I didn’t mention this, but knew I would have to, and soon. Eleanor was her own kind of gravity when it came to the truth, endlessly pulling it toward her.
“You look pleased,” I said, almost angry.
Eleanor sniffed. “I haven’t been ‘pleased’ since Eugene McCarthy won New Hampshire. I am relieved, even delighted, to discover, however, that my goddaughter has learned to so ably navigate the waters of life, metaphorical and otherwise.”
“Eleanor, I can’t—” I said. “Don’t be clever. Not now.”
“Then I’ll be direct,” Eleanor said. “Why did Ellie fall?”
“Speaking of water,” I said. “How are our renters? How is our old Milwaukee house? You’ve been kind to play landlord. With summer coming, they’re going to get water in the basement—”
“Dry as a bone. Unlike Ellie. Leah, what happened?”
“She lost her footing,” I said. Eleanor waited. “Something distracted her.” Eleanor looked at me like she already knew what I was going to say. I don’t think she actually did, but it’s the only excuse I have for crumbling. “Okay,” I said. “Daphne shouted ‘Dad!’ Or what sounded to me like ‘Dad.’ Like she’d seen him. She didn’t say a word about it after, neither of them did, and I was going to talk to them about it tonight, but I lost my fucking courage. Maybe it’s good I did. Maybe I heard her wrong, maybe she’d just shouted something like aaaaahhh—” I stopped. “Eleanor,” I said, “what’s going on?”
She shook her head. “Leah,” she said. “They miss their father.” She paused carefully. “Of course they do.”
“I miss their father,” I said, which was so starkly not something I was planning to say, something I had not said, for so long, that I said not a word more, and nor did Eleanor. I could feel her looking at me, and I could feel myself looking away.
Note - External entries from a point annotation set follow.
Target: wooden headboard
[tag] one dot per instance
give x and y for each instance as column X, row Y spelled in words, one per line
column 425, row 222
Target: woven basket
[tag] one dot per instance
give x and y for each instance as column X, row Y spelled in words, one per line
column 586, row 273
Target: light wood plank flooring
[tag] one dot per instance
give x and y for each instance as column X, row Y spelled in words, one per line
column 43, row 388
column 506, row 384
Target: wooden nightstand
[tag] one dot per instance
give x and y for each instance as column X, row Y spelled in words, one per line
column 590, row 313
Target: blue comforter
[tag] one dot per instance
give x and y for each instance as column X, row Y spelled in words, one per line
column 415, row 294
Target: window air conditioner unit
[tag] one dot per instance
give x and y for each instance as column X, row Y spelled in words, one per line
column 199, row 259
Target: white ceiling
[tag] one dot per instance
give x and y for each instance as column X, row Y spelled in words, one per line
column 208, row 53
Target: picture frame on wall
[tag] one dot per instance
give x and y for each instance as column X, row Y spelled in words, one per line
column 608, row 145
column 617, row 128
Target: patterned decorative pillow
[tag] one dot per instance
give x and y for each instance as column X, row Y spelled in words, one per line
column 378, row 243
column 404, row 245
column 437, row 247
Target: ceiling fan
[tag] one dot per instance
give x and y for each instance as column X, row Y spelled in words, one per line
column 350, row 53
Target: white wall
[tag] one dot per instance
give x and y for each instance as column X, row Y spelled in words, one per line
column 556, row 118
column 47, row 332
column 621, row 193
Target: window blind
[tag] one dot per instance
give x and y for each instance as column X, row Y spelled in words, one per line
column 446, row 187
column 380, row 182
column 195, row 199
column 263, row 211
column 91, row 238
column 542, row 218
I did miss Robert. Single-parenting was like a single-take scene, so much pressure on that cameraman to not trip over the cables, not knock into the boom mic, not mistake which fever was worthy of a 4:00 A.M. call to the pediatrician and which wasn’t. I thought I’d mastered it back in Milwaukee—we’d readily survived all those writeaways, after all. But I’ll admit, cooking and cleaning and scheduling and scolding and encouraging: it was hard not having help. And here in Paris, it was hard making the dozens of judgment calls that arose each week. Should the girls have allowances, and if so, how much? And paid out of what imaginary bank account? Should we switch to an international school? Should we get a cat?
Should we go home?
You can sit in a four-legged chair that’s missing a leg: it just takes more work, more concentration. And Paris, like a pile of books pressed into service, had served as a replacement leg, at least for a while. Not as sturdy, not as sound, not a permanent solution, but we were holding up. Enough time had passed now that it was possible to forget, for a stray millisecond or two, that he was gone. Thinking him dead had, for the longest time, helped with that. But then someone would come along and rip a book out from the pile, maybe one with I’m sorry scribbled inside, the chair would teeter. And then one of us—Daphne, for example—would shout Dad, and someone would fall. This time it was Ellie. Who would be next?
“I’m going to ask you something,” said Eleanor.
Now I played Eleanor’s game: I said nothing.
“I was expecting to be interrupted,” she said.
I still said nothing.
“Well, this is one benefit of Skype,” Eleanor said. “Anger or agreement, it’s all free. On the phone, silence feels so expensive.”